Table 1. Defect density of some applications [1].

This research mainly uses the static test technology of software reliability qualitative analysis to detect and eliminate software defects, that is to say, to find and eliminate software defects without actually running the software. Software reliability analysis method is different from the defect detection methods of software testing. This method can be applied to the early days of software development process, find out the defects and the weak link in the software requirements or the software design, to avoid the continuation of defects to the subsequent development stage. In addition, it also reflects the principle of defect detection as early as possible, reducing the cost and time of defect repair. Commonly used software reliability analysis methods include software failure modes and effects analysis (SFMEA), software fault tree analysis (FTA), event tree analysis (ETA) and Petri net analysis.

This research firstly introduces the necessity of software reliability analysis of digital equipment, and then explains the advantages and disadvantages of FMEA and FTA and the principle of comprehensive analysis using the two methods. After that, according to the principle of comprehensive analysis, the application software of I&C system of nuclear power plant is taken as an example, and an analysis model is established to qualitatively analyze the reliability of the software. Finally, the software reliability analysis is summarized and prospected.

2 Software FMEA and FTA Comprehensive Analysis

2.1 The Advantages and Disadvantages of the Analysis Methods

The software FMEA is a bottom-up single factor failure analysis method, which cannot perfectly express the various logical relationships among failure reasons.

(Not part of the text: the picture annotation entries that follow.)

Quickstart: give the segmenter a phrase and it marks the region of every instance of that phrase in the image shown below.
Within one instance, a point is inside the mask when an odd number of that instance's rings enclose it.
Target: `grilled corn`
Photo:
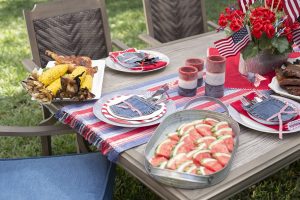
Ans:
[[[81,75],[81,76],[80,76]],[[80,76],[79,79],[82,82],[84,82],[84,79],[86,77],[86,67],[78,66],[74,69],[74,71],[71,73],[71,78],[75,78],[77,76]]]
[[[86,75],[84,81],[80,84],[80,88],[87,88],[89,91],[93,87],[93,77],[91,75]]]
[[[57,91],[61,89],[61,80],[60,78],[53,81],[50,85],[47,86],[47,89],[51,92],[53,96],[56,96]]]
[[[50,85],[53,81],[63,76],[68,70],[68,65],[56,65],[47,71],[44,71],[38,80],[45,86]]]

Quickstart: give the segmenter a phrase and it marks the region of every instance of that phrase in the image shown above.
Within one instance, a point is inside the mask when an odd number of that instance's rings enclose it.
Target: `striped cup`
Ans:
[[[215,98],[224,96],[226,58],[209,56],[206,60],[205,95]]]
[[[198,69],[192,66],[179,68],[178,94],[192,97],[197,92]]]

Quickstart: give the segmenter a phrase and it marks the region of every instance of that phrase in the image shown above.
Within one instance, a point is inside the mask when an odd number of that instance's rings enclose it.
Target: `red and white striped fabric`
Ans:
[[[293,30],[293,41],[295,45],[299,48],[300,46],[300,27]]]
[[[162,85],[169,84],[168,94],[170,99],[174,101],[177,109],[182,109],[183,106],[191,100],[179,96],[178,89],[178,74],[164,76],[143,84],[135,85],[126,89],[149,90],[156,91]],[[242,95],[248,94],[249,90],[225,90],[224,97],[220,100],[225,104],[230,104],[238,100]],[[204,95],[204,87],[197,89],[197,96]],[[82,104],[74,104],[63,107],[56,117],[65,124],[81,134],[89,143],[96,146],[104,155],[107,155],[111,161],[117,161],[118,156],[123,151],[149,141],[154,133],[157,125],[140,128],[125,128],[117,127],[100,121],[93,113],[95,102],[87,102]],[[200,102],[195,104],[194,109],[209,109],[215,110],[220,107],[212,102]]]
[[[224,57],[235,56],[250,42],[250,40],[250,33],[245,26],[235,32],[232,36],[216,41],[215,46],[220,55]]]
[[[238,0],[241,10],[245,13],[249,6],[255,3],[255,0]]]
[[[283,7],[292,22],[300,16],[300,0],[284,0]]]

In addition, the analysis process and results of the software FMEA are presented in table form, which is not as intuitive as the graphical expression of FTA.

Software FTA is a top-down method of pushing fault causes backward according to tree structure, which may miss potential key top-level failure events and fault causes, affect the importance ranking of bottom events, and thus affect fault control and judgment of implementing improvement measures. The tree structure of FTA is not as detailed as the form of FMEA in describing the analysis results and other information.

As mentioned above, the respective advantages of FMEA and FTA make up for each other’s shortcomings. In order to better reflect the completeness of software reliability analysis process and results and the intuitiveness of logical expression, find out the potential defects or problems as early as possible and improve the quality of software reliability analysis, this research comprehensively applies the two analysis techniques to case analysis.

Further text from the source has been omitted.